Götzl bilirkişi raporunda, toplama numarası 4430 olanın, karşılaştırma işlemi sırasında karıştırılan ve sonra bulunamayan önceki iki mermiden biri olduğunun yazdığını söyledi. Nennstiel bunu doğruladı. Nennstiel, çalışmalarını daha iyi açıklamak için bir Powerpoint sunumu hazırlamıştı, bu duvara yansıtıldı. Önce Ceska 83 iki tarafından gösterildi. Nennstiel görülenin, silahın kendilerine teslim edildiği hali olduğunu söyledi. Yukarı kısmında duran, erimiş olduğu açık bir plastik torba parçasıydı. Bunu taramalı elektron mikroskobundan alınan görüntüler izledi. Burada iz eşleştirmelerinin söz konusu olduğunu söyledi. Ortada açık renkli bir ayırma çizgisi görülüyordu, bu „kelebek diyagramı“ denen çizgiydi, ortadaki kesit tarafı açılmıştı. Burada, tetik yayı pimi denilen kısımda ateşlemeden kalan izler araştırılıyordu, bu merminin dibinin temas ettigi kisimdi. Bu örneklerde, çelikten yapılma tetik yayı pimi, daha yumuşak bir metalden, pirinc alaşımdan, yapılma mermi kovanının üstünde kendini gösteriyordu, tetik yayı pimi yansıması görülüyordu. Ateşleme sırasında bir çelik pin ateşleme kapsülüne itiliyordu. Sert materyal yumuşak kapsüller üstünde iz bırakıyordu Solda suç ve sağda karşılaştırma mühimmatı görülüyordu. Ceska 83’ün ateşleme iğnesi suçta kullanılan mühimmatı ateşlemişti. 6 numaralı folyo, ateşlemeden sonra kovanı  atan  ejektördeki izleri gösteriyordu. Orada yeniden bir metal pin mermiye ve bir girintinin köşelerine çarpıyor ve bu iz bırakıyordu. Solda suç olayında kullanılan mühimmat ve sağda karşılaştırma örneği görülüyordu. Ayrılma kısımlarında eşleşme tekrar farkediliyordu. Nennstiel, mermilerin sağa çeken altı yiv ve seti olduğunu söyledi. Sonraki folyolar Bruni tabancayı ele alıyordu. İlk resimlerde Bruni telsim edildiği durumda, çok kirli bir şekilde, gösteriliyordu. Sonraki folyolarda, bir ateşleme iğnesinin tesirinin kesiti gösteriliyordu, solda mühimmat, sağda karşılaştırma mermileri bulunuyordu, ateşleme iğnelerinin eşleşen izleri görülüyordu. Son resim, taramalı elektron eşleştirme mikroskobunu gösteriyordu. Nennstiel „Gerçekten heybetli bir alet.“dedi.

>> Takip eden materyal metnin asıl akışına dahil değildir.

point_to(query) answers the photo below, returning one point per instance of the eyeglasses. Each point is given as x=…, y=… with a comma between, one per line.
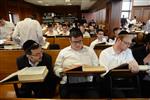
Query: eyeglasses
x=77, y=42
x=38, y=54
x=127, y=43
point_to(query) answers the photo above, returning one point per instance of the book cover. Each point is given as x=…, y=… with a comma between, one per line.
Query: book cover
x=86, y=68
x=73, y=68
x=144, y=67
x=13, y=76
x=33, y=74
x=28, y=74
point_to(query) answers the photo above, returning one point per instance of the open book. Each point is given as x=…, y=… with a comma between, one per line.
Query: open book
x=28, y=74
x=144, y=67
x=122, y=66
x=85, y=68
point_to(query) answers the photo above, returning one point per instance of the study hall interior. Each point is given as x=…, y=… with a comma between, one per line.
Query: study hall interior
x=88, y=15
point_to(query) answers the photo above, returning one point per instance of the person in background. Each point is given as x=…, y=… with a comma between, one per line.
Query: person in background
x=116, y=32
x=28, y=29
x=6, y=29
x=123, y=22
x=50, y=31
x=65, y=30
x=100, y=38
x=142, y=56
x=130, y=28
x=76, y=55
x=34, y=56
x=119, y=53
x=84, y=32
x=147, y=27
x=133, y=21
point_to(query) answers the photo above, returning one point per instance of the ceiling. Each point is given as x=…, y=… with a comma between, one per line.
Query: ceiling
x=141, y=2
x=85, y=4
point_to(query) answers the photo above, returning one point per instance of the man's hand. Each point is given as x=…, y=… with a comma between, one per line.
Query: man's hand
x=133, y=66
x=146, y=59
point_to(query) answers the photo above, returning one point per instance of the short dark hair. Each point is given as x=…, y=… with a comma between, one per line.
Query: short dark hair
x=98, y=30
x=115, y=29
x=75, y=32
x=147, y=38
x=30, y=45
x=1, y=17
x=123, y=33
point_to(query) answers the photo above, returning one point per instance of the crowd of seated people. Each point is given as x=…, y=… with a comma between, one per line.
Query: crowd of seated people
x=77, y=53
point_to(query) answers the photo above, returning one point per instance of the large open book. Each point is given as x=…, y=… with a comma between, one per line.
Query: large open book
x=144, y=67
x=122, y=66
x=85, y=68
x=28, y=74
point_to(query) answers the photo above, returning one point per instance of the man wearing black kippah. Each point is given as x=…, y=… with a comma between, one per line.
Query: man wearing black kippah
x=34, y=56
x=119, y=54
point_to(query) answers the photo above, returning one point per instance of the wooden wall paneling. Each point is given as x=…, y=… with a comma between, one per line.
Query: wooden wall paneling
x=113, y=15
x=141, y=12
x=4, y=9
x=146, y=14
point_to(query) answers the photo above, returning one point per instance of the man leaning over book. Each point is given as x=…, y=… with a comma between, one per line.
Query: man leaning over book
x=34, y=56
x=119, y=54
x=76, y=55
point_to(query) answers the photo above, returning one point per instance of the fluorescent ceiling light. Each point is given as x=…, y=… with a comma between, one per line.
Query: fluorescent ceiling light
x=40, y=1
x=67, y=0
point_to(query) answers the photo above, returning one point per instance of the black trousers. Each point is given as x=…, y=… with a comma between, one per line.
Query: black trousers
x=85, y=90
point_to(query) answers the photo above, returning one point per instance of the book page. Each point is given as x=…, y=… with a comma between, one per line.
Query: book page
x=86, y=68
x=144, y=67
x=45, y=46
x=65, y=69
x=33, y=70
x=13, y=74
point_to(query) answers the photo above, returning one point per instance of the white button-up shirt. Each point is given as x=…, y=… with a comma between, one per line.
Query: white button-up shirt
x=28, y=29
x=97, y=41
x=69, y=57
x=6, y=30
x=110, y=59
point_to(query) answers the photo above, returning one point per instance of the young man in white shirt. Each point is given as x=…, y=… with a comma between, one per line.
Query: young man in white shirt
x=100, y=38
x=73, y=55
x=119, y=54
x=6, y=29
x=28, y=29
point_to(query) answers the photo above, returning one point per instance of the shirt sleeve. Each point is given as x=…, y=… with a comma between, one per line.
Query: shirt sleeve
x=58, y=64
x=104, y=59
x=94, y=58
x=15, y=35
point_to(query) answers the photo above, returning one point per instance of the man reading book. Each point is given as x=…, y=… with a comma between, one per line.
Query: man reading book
x=73, y=56
x=119, y=54
x=34, y=56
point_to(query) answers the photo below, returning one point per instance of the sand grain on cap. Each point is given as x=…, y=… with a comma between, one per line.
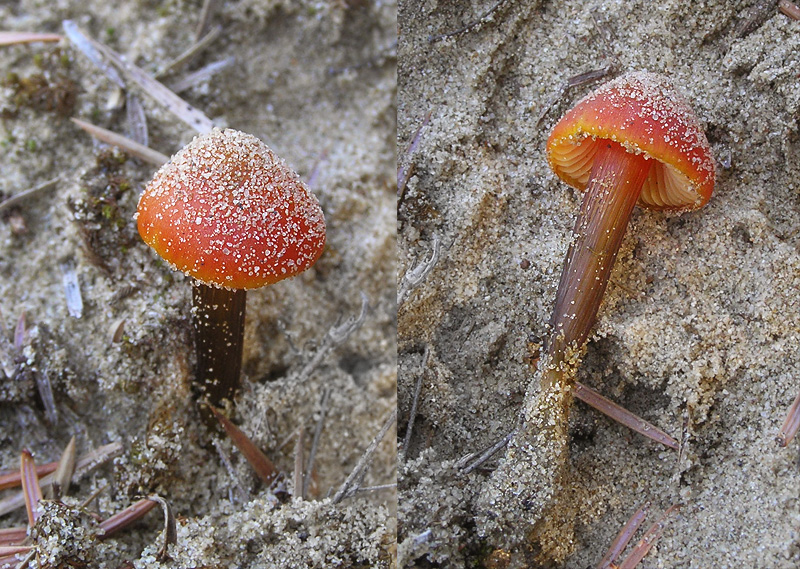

Çalışmaları sunmasının sonunda Nennstilel, Ceska 83’ün ateşlenmesini ağır çekimde gösteren iki vidyo klibi sundu. Nennstiefel, burada merminin silahın susturucusundan çıkışının ve  kovanın atılışının görüldüğünü söyledi. Kovanın  silahın diğer parçalarıyla nasıl temasa geçtiğini görmek mümkündü. Bu, silahın tanımlanmasını mümkün kılıyordu. Bunlara çok kısa sürede, otuz milisaniyede gerçekleşen, gözle görülemeyen olaylardı. Götzl alüminyum izlerini sordu. Nennstiefel, tespiti o yapmış olduğu için bunu Bay Pfoser’e bırakmak istiyordu. Ama genel olarak şöyleydi; susturucu çıkarılıyordu ve merminin dokunulmadan susturucudan da çıkarılması gerekiyordu. Diğer yandan, mühendis patlamaya neden oldukları icin gazların mümkün olduğunca susturucuda kalmasını sağlamaya çalşıyordu. Bu zor bir işlemdi ve susturucu „tam olarak düz hizada“ olmadığında  mermi, yapı parçalarıyla oldukça temasa ederek çıkıyordu. Susturucunun sesi bastırma performansıyla ilgili olarak Nennstiel, silahın susturuculu veya sustrucusuz aynı şekilde gürültülü olduğunu söyledi. Kabaca hesap edildiğinde 6dB, sonik basıncın yarıya inmesiydi bu. Silah susturucusuyla yine de çok gürültülüydü. Ancak bu odada çıkaracağı gürültü ile sokak gürültüsü bulunan bir konumda çıkaracağı ses çok farklıydı. Bir hakim, karşılaştırma incelemelerinin hangi mühimmat fabrikaları ile yürütüldüğünü sordu. Nennstiel bunu şu anda söyleyemeceğini ama kural olarak, suçlunun da  kullandığı mühimmatın alındığını söyledi. Hakim suç mühimmatı hakkında daha fazla soru sormak istiyordu ancak Götzl tarafından kesildi, bunun Bilirkişi Pfoser’in meşgul olduğu alan olduğunu söyledi. Yüksek Başsavcı Greger’in sorusuna Nennstiel, Bruni’nin orjinalinin bir „8mm ses tabancası“ olduğunu söyledi, çok yakın olmayan bir zamanda, 6.35 kalibrelik bir başka namlu takılarak değiştirilmişti. Avukat Schneiders, Power Point Sunumun ikinci kısmını sordu, kelebek grafiğinde aynı boyut mu söz konusuydu? Nennstiel buna olumlu cevap verdi. Belki Scneiders’ı mermi ateşleme kapsülü, büyük daire rahatsız ediyordu. Bu merminin tetik yayı pimi üstünde nasıl durduğuna bağlıydı, biri diğerinden biraz daha yüksekti.  Carsten S.‘in avukatı Hösl’ün sorusu üzerine Nennstiel, Ceska’da herhangi bir manüpilasyona dair bir işaret bulunmadığını söyledi. Nennstiel’in sorgulamasına ara verildi.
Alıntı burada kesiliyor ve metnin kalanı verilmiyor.